There are those who argue that it is one of the functions of the media to be biased, to provide comment which balances the output of corporations and government, and in many cases that’s true.

This blog, for instance, gives me an outlet for my own opinions which, due to the nature of my work, have no place in straightforward reporting of news, politics or sport. The comment and op-ed pages in our newspapers are valuable vehicles for debate and ideas.

The problem arises when comment starts to masquerade as news.

Take Enda and the “plagiarised” lines from Obama at College Green this week, about which Colin Murphy provides an excellent explanation over at

I’m usually the first to give Enda a good kicking in these pages, but not this time.

This time, he didn’t “plagiarise” anything – he engaged in a simple, respectful and powerful rhetorical device, and to interpret it otherwise is disingenuous.

But of course, in Irish media it was reported as “plagiarism”, instead of the skilful piece of  political theatre performed before a master of the art that it actually was.

As most people are aware, plagiarism is a terrible crime in both journalism and academia, and those accusing Enda Kenny of it knew exactly what they were doing, regardless of their political colours.

Whether they are disappointed with him for dragging his feet over how to make the poor poorer, or cut thousands of jobs from the civil service, essentially they wished to paint the Taoiseach as a fraud and a gombeen.

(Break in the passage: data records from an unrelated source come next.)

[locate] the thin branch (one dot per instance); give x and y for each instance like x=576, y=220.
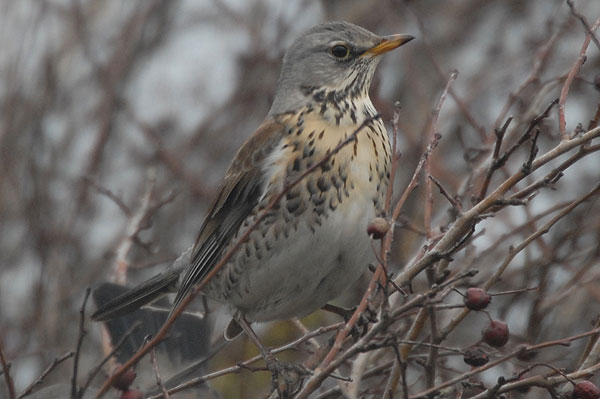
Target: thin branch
x=75, y=392
x=562, y=124
x=160, y=335
x=40, y=379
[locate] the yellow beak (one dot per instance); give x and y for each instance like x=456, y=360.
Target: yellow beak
x=388, y=44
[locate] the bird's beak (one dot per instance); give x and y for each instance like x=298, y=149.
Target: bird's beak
x=388, y=44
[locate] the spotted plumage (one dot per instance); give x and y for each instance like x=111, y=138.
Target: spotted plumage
x=313, y=243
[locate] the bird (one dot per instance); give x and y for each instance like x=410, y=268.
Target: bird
x=302, y=189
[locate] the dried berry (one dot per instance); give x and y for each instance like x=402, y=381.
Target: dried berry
x=377, y=228
x=586, y=390
x=495, y=334
x=477, y=299
x=123, y=382
x=132, y=394
x=475, y=357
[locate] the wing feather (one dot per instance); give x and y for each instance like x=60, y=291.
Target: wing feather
x=240, y=193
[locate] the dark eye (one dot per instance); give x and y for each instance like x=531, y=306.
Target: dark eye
x=340, y=51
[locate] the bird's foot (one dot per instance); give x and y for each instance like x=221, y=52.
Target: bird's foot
x=286, y=378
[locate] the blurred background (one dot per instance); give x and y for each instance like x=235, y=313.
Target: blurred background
x=107, y=104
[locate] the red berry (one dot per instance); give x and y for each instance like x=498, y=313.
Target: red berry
x=123, y=381
x=132, y=394
x=477, y=299
x=475, y=357
x=495, y=334
x=586, y=390
x=377, y=228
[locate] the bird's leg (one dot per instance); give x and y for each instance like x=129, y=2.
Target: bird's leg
x=368, y=316
x=291, y=374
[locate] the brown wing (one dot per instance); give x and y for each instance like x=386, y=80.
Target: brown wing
x=239, y=194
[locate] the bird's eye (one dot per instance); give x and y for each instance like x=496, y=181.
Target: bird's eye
x=340, y=51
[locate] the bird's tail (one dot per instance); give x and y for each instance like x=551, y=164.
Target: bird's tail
x=110, y=306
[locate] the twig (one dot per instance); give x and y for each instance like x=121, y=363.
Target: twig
x=109, y=194
x=160, y=335
x=245, y=364
x=92, y=374
x=40, y=379
x=75, y=392
x=494, y=165
x=515, y=251
x=562, y=123
x=584, y=22
x=157, y=375
x=512, y=354
x=456, y=205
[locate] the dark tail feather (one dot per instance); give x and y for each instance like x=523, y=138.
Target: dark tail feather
x=111, y=304
x=187, y=340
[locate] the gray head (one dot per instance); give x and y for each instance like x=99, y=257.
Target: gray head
x=335, y=59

They wanted to give the impression of a man stupid enough to steal the words of the American President and then repeat them in front of him.

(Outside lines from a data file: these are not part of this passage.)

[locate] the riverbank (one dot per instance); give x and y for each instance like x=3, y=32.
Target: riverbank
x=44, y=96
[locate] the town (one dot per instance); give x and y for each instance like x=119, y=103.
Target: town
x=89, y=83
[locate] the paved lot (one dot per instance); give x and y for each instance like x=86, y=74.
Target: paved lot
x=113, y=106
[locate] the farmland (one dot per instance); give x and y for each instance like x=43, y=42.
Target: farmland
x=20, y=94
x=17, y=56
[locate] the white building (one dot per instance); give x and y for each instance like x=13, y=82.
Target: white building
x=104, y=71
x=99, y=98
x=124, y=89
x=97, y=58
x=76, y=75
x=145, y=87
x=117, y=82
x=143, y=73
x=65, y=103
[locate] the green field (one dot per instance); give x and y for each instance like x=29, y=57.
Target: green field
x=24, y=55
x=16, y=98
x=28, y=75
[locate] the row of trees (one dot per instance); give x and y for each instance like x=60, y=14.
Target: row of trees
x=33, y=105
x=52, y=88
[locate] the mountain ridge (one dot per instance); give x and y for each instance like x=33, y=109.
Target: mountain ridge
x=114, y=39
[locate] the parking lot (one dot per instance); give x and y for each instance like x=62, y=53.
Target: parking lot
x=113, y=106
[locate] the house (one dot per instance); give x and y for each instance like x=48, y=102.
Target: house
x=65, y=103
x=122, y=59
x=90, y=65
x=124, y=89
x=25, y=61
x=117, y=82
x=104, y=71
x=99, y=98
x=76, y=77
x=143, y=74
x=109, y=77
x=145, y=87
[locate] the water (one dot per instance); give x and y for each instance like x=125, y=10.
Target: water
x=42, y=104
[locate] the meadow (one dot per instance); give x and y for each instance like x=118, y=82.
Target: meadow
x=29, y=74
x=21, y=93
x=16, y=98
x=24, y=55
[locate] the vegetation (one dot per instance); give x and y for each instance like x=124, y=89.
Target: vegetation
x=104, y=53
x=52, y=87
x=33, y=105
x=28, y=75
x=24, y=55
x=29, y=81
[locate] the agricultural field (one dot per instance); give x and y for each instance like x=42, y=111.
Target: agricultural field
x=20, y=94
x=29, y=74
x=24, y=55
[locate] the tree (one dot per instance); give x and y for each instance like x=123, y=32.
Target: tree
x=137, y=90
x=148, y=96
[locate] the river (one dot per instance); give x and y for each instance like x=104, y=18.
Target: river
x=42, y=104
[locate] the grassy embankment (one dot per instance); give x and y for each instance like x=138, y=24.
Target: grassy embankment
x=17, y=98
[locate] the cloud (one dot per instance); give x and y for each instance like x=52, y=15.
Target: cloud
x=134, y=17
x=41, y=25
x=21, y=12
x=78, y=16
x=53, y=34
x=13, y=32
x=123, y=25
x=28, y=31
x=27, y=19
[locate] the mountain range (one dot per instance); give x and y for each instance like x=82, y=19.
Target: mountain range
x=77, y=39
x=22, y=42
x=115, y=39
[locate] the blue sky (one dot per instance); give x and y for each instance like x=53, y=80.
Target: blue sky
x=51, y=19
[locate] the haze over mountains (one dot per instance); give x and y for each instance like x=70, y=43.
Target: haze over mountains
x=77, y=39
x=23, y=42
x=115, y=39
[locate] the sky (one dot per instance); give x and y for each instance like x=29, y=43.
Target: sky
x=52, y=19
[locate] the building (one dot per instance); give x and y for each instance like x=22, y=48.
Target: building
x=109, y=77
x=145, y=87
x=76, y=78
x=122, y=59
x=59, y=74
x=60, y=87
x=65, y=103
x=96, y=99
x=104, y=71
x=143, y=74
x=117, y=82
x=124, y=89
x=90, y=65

I disagree with some of Colm’s conclusions, in that I don’t think speed or social media has anything major to do with such distortions. For me it’s more a simple lack of humility and respect on the part of those reporting the events.

Just as economists have become our newest celebrities, it is far too easy these days for the reporter to become the story.

We all know who Charlie Bird and Anne Doyle and Ingrid Miley and Kay Burley are, but that is something that doesn’t matter – what matters is what they are reporting and how.

Because most of us want to make up our own minds, what we want is news based on facts, not hearsay or opinion from someone with no respect for or knowledge of the subjects with which they are dealing.

With the possible exception of the staggeringly ill-informed Burley, there are far worse culprits out there than those named above.

The reason I always wanted to work for the Reuters news agency was because of the principles and strict guidelines that cover how we report- these apply to every journalist, including freelancers like me. It’s not just that they make it easier for us to be unbiased in our reporting – they demand it.

Some might find it difficult to work under such circumstances, but I feel the opposite – it moves journalism out of the shadows, liberating its practitioners to do their best work. It also reminds us that it is what we are reporting – and not we who report it – that is important.

Which is why I’m looking forward to next week. Despite the fact that I find most of the professional athletes I meet boorish and unapproachable, I’ll write another article about Zlatan Ibrahimovic and the Swedish national team, and then sit back and wait for the mails to come in.

And as soon as I’ve had complaints from the fans of Malmö, Ajax, Juventus, Inter, Barcelona, Milan, Sweden, the former Yugoslavia and anywhere else you care to mention, I’ll know I’ve gotten it just right.